Perceived inequalities are on people's minds. We spend a lot of time worrying over our status and devising signals that might boost our place in the pecking order. The measured indicators, including what we earn, get the most attention. No wonder this makes it into politics; class warriors feast on it. "Fairness" and "equitable" are almost impossible to define in practical terms but serve as indispensable rhetorical devices that are used interchangeably with "justice" in normal political discourse.

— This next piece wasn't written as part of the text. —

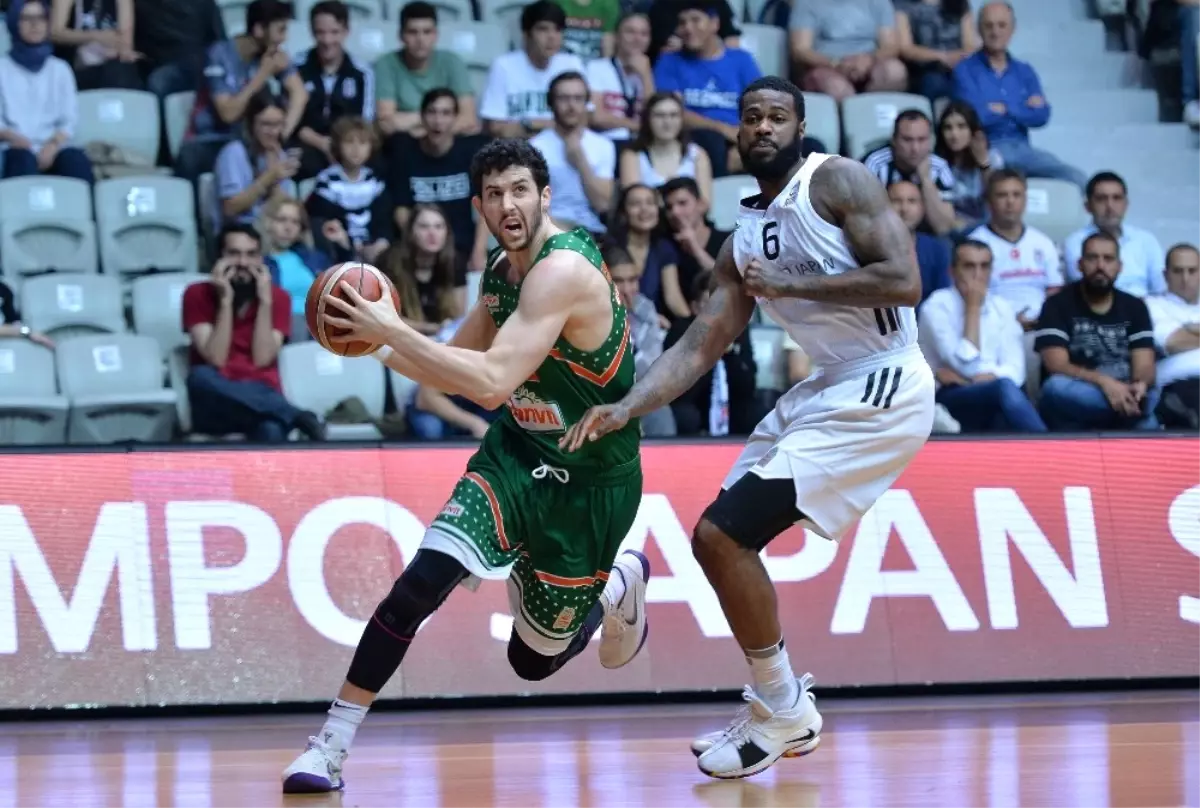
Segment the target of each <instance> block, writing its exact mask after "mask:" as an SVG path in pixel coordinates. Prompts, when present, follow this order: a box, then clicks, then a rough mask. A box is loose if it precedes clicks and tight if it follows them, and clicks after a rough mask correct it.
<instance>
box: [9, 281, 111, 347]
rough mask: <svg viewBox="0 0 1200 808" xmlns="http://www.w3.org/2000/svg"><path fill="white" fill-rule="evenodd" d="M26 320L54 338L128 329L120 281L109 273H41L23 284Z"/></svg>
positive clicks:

Economists are involved because they are skilled at interpreting the data that we have. Data on income distributions are widely available but all of the shortcomings associated with these measures as indices of well-offness are less discussed. This is why one would think that a symposium on "The Top 1 Percent" in the current Journal of Economic Perspectives (open access) is especially useful.
It's easy to be misled. Count dollars per person or dollars per household? For inter-temporal comparisons, household size changes. Count in-kind transfers? How? These are bigger than ever? What about consumer surplus? Much of what I get via the internet is practically free but quite valuable. What about person-to-person swaps? The list goes on.
But the biggest data challenge of them all involves the "comparing snapshots" problem. Inter-temporal comparisons are complicated by the fact that many people move in the pecking order. Young people, for example, are most likely to move up as they leave school, go to work and eventually achieve seniority. But most of our data on income distributions do not account for this phenomenon. Not acknowledging the problem prompts many people to make the mistake of asserting that the passage of time accounts for increasing inequality.
Comparing the shares of national income that accrue to any group (such as the top 1%) over many years misleads. The normative claim that we do want to be able to test is one that recognizes income mobility. How much is there? How does that compare to other times and other places?
Yet, of the six papers included in the JEP symposium, only one (by Miles Corak) addresses the mobility question. The other six should carry a warning label. I say this in all seriousness because the eagerness to misinterpret the data -- and to suggest ever more redistribution -- practically defines the politics we have.